'Stories are the currency of our lives," Garrison Keillor said years ago in an interview with a writer friend whose piece about him was published in an obscure magazine. She shared it with me when she learned he is one of my few living heroes (another is documentarian Ken Burns).

She lost her life young to cancer, but that quote from him to her to me was a lasting gift. I think of it each time I pause in the grocery checkout line to ask the clerk how she's doing, and hear a sad tale about her dog or her sinuses, then add a bit of my own day's news to the clink of nickels and dimes and dollars that pass between us.

As a journalist, I have handled lots of the currency of our lives. Hundreds of people have trusted me with their spare change or even their entire fortunes. What remains remarkable about Keillor, after more than 40 years behind a microphone and keyboard, is that he doesn't collect stories via interviews. He simply lives: observing, eavesdropping, chitchatting, remembering, daydreaming, then spinning his entire life experience into tales that may be fantastical but are always true.

True to life, that is. Honoring it, in all its wild permutations and possibilities.

Bored these days? Embittered? Crabby? This gem of a book will resuscitate you.

"The Keillor Reader" includes an astonishing variety of genres. Poetry, parody that reads like fact for a while then turns toward the absurd, and a few essays, painfully exquisite. Yes, you might stumble on a couple honkers. (One is about Zeus turning into a Lutheran minister, who turns into a dog.) But it also includes some memorable Lake Wobegon monologues and "Prairie Home Companion" tales; in one, he throws a rotting tomato at the butt of his sister, who dooms him to life in prison.

Attached to each piece in the book are personally revealing notes from Keillor. On delivering his sort of memorized monologues: "Just go fast and keep changing the subject.
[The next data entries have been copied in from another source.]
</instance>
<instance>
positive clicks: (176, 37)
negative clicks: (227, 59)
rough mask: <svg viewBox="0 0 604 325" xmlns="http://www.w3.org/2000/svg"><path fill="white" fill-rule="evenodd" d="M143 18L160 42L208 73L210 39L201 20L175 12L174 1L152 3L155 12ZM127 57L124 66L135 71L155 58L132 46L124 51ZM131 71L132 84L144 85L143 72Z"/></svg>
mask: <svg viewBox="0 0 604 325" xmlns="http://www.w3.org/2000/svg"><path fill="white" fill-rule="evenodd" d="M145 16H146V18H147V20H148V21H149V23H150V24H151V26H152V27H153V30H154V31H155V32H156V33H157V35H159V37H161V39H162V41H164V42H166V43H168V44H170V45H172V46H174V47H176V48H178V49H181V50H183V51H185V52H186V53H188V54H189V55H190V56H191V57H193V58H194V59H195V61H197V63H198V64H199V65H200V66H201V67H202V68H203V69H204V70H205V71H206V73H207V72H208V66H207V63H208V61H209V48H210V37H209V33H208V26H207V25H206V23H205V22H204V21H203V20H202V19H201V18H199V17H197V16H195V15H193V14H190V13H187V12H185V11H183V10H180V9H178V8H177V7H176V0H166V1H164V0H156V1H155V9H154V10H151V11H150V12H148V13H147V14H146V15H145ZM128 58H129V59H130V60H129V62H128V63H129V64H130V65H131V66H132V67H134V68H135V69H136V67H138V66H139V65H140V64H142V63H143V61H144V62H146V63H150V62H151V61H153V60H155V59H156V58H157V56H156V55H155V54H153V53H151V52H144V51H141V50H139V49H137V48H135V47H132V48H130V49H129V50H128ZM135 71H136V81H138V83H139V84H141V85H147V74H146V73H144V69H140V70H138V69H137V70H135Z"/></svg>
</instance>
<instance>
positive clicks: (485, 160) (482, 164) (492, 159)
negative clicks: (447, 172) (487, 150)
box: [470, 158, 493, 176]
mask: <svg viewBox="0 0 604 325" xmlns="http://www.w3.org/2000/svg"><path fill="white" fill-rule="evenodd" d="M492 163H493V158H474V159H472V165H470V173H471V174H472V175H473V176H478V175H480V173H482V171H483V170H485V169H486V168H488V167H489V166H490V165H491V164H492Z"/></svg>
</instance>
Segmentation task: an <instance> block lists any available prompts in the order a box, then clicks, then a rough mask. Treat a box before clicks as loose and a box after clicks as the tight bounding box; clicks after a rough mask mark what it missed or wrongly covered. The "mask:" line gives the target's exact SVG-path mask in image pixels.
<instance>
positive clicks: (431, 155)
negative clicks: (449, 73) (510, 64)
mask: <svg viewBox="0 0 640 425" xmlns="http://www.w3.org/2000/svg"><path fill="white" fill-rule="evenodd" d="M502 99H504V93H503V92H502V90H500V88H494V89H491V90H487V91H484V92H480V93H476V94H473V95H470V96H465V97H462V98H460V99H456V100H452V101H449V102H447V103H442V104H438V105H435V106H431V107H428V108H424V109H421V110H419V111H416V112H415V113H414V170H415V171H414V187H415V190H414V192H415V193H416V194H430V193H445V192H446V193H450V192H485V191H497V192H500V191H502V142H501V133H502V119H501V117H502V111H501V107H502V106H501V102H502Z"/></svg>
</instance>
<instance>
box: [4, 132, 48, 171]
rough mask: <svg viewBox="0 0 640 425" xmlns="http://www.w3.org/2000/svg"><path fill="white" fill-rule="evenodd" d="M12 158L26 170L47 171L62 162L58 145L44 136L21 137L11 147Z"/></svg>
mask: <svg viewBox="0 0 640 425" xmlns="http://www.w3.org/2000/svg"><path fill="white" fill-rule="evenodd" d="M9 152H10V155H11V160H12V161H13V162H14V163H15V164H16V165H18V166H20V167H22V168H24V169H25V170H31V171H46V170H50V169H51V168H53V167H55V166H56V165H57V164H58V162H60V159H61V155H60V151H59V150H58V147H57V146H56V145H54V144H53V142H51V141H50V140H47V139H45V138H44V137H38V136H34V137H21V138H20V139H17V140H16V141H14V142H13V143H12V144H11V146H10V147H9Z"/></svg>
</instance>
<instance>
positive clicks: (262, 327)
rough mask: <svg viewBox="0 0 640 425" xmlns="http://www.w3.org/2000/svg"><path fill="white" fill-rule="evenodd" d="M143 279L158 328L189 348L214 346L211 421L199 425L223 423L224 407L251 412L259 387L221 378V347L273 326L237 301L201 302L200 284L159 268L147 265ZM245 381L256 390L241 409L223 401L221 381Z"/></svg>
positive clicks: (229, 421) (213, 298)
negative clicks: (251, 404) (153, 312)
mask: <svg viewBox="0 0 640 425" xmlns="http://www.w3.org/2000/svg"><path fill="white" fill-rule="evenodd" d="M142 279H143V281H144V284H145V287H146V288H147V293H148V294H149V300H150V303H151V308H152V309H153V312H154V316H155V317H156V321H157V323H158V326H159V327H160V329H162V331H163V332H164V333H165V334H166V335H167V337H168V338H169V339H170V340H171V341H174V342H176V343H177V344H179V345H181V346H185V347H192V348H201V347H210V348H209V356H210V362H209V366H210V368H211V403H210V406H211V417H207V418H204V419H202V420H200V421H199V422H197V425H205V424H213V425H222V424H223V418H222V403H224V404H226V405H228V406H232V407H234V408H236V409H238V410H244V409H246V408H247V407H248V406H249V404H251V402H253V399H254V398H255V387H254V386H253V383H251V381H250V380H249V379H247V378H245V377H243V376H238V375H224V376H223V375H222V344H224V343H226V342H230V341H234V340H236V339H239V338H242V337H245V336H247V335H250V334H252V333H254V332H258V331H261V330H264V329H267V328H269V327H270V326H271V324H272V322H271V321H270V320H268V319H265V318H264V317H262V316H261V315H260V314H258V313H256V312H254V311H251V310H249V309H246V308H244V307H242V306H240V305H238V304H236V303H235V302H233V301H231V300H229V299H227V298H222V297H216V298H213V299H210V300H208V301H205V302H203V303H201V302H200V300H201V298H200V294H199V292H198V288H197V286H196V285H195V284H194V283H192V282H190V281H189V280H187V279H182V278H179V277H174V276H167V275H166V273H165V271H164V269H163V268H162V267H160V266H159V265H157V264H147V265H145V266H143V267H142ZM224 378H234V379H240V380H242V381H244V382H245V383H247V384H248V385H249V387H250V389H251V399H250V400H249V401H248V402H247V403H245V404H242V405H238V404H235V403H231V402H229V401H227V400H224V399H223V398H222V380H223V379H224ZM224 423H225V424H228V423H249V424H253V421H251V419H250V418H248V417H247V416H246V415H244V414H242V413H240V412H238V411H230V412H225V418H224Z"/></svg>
And if you skid off course, don't slow down; go in the direction of the skid." And, "Dear God, what a lovely way to earn a living."

Who else can write a story that includes baseball, a summer porch, wet dishes, high school orgies and a cousin named Kate? (Who else would try?) And, trust me, his poem "What a Luxury," about the special joys of male urination, is appropriate to read at a family dinner after everyone is done and juiced. ("Late at night outside the bars / We like to aim up at the stars.")
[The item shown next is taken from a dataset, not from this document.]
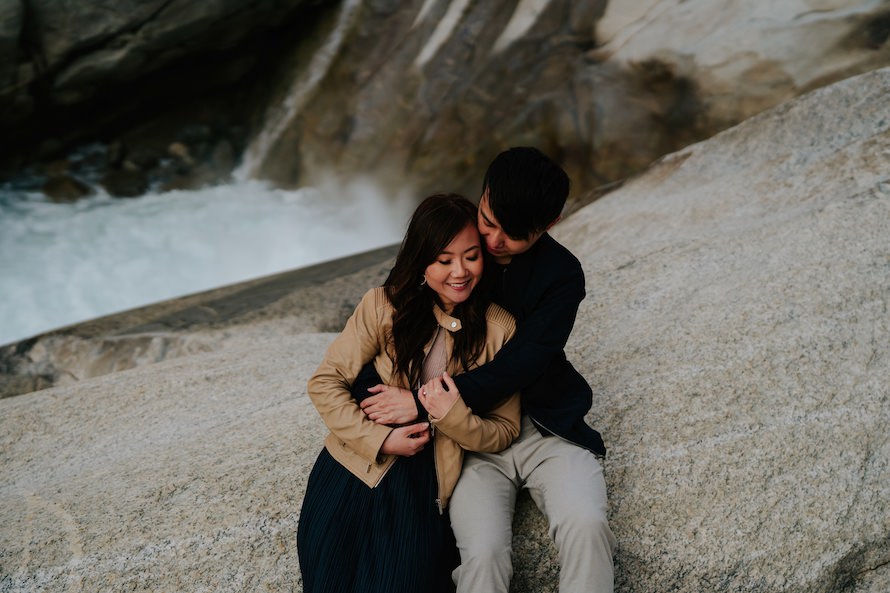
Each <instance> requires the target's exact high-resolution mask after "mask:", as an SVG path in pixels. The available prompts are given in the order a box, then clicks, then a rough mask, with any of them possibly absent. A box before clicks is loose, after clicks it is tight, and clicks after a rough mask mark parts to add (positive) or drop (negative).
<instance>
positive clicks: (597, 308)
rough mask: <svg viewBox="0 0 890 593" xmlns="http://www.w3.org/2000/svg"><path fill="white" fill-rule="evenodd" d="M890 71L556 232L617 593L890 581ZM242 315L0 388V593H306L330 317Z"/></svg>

My favorites, however, are not those pieces written by the 13-year-old boy trapped within Keillor but by the septuagenarian he has become, and the sexagenarian before that: words about his mother, his wife, his family, his home and the Big Questions that haunt even Big Guys. "At this turning point, a man owes himself an explanation for wanting to go on living," he writes. "What is left for you to do in this world?"

Ah, man, we know you know and you know we know. What's left for you to do is gather more stories. They exist in multitudes, as plentiful as the stars in the sky.